Desmoid tumors are fibrous tumors which usually occur in the tissue covering the intestines and may be provoked by surgery to remove the colon. The countless polyps in the colon predispose to the development of colon cancer; if the colon is not removed, the chance of colon cancer is considered to be very significant. Polyps may also grow in the stomach, duodenum, spleen, kidneys, liver, mesentery and small bowel. In a small number of cases, polyps have also appeared in the cerebellum. Cancers related to GS commonly appear in the thyroid, liver and kidneys. The number of polyps increases with age, and hundreds to thousands of polyps can develop in the colon.

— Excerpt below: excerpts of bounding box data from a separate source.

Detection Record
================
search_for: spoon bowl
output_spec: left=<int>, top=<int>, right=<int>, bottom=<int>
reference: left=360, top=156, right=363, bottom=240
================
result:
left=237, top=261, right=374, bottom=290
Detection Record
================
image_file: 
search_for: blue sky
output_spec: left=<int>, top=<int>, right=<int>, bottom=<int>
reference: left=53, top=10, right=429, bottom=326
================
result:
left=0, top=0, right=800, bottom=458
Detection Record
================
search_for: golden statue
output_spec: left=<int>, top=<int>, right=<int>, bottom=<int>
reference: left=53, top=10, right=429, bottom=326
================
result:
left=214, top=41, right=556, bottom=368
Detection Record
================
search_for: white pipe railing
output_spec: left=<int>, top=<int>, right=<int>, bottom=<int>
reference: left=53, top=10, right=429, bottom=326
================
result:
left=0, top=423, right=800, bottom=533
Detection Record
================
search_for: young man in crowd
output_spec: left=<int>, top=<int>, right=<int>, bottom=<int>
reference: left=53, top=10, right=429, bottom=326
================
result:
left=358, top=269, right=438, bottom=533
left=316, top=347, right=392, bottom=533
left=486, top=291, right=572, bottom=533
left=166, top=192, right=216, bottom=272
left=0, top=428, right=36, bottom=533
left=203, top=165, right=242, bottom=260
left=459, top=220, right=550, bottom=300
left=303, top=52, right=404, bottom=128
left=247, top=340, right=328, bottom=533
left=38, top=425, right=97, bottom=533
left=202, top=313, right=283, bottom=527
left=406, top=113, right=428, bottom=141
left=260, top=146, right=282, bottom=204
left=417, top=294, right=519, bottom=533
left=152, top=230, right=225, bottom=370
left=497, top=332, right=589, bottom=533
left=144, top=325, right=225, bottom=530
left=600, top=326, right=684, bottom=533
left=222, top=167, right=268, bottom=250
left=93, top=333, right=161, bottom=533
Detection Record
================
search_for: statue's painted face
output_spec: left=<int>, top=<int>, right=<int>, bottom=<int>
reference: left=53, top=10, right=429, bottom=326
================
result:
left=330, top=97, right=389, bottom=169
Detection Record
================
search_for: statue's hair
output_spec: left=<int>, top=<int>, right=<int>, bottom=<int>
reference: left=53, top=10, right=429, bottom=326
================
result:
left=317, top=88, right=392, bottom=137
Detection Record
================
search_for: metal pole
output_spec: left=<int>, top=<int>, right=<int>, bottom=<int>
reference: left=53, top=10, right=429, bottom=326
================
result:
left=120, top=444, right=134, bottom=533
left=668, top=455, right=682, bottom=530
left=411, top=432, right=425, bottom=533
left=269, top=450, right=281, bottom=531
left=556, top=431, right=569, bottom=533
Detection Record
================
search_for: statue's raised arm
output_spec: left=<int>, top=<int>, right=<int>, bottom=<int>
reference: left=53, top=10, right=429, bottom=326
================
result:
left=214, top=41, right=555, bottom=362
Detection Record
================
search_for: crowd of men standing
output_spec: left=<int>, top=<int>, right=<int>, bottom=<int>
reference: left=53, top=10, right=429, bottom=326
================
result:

It was first described in 1951.^[4] At this time, there is no cure, and in its more advanced forms, it is considered a terminal diagnosis with a life expectancy of 35–45 years; treatments are surgery and palliative care, although some chemotherapy has been tried with limited success.^{[citation needed]}

Genetics

Gardner syndrome has an autosomal dominant pattern of inheritance.

Gardner syndrome is inherited in an autosomal dominant manner.^[2] Typically, one parent has Gardner syndrome. Each of their children, male and female alike, are at 50% risk of inheriting the gene for Gardner syndrome. The risk increases in each succeeding generation, as affected occurs (cluster studies appear by registry).

Cause

Gardner syndrome is now known to be caused by mutation in the APC gene located in chromosome 5q21 (band q21 on chromosome 5).^[2] This is the same gene as is mutant in familial adenomatous polyposis (FAP), a more common disease that also predisposes to colon cancer. New genetic and molecular information has caused some genetic disorders to be split into multiple entities while other genetic disorders merge into one condition. After existing for most of the second half of the 20th century, Gardner syndrome has vanished as a separate entity. It has been merged into familial adenomatous polyposis (FAP) and is now considered simply a phenotypic variant of FAP.

Diagnosis

Gardner syndrome consists of adenomatous polyps of the gastrointestinal tract, desmoid tumours, osteomas, epidermoid cysts, lipomas, dental abnormalities and periampullary carcinomas. The incidence of the syndrome is 1:14,025 with an equal sex distribution. It is determined by the autosomal dominant familial polyposis coli gene (APC) on chromosome 5.^[4]

Gardner syndrome can be identified based on oral findings, including multiple impacted and supernumerary teeth, multiple jaw osteomas which give a "cotton-wool" appearance to the jaws, as well as multiple odontomas, congenital hypertrophy of the retinal pigment epithelium (CHRPE), in addition to multiple adenomatous polyps of the colon. Gardner syndrome is also associated with FAP (Familial Adenomatous Polyposis) and may manifest as aggressive fibromatosis (desmoid tumors) of the retroperitoneum.^[5]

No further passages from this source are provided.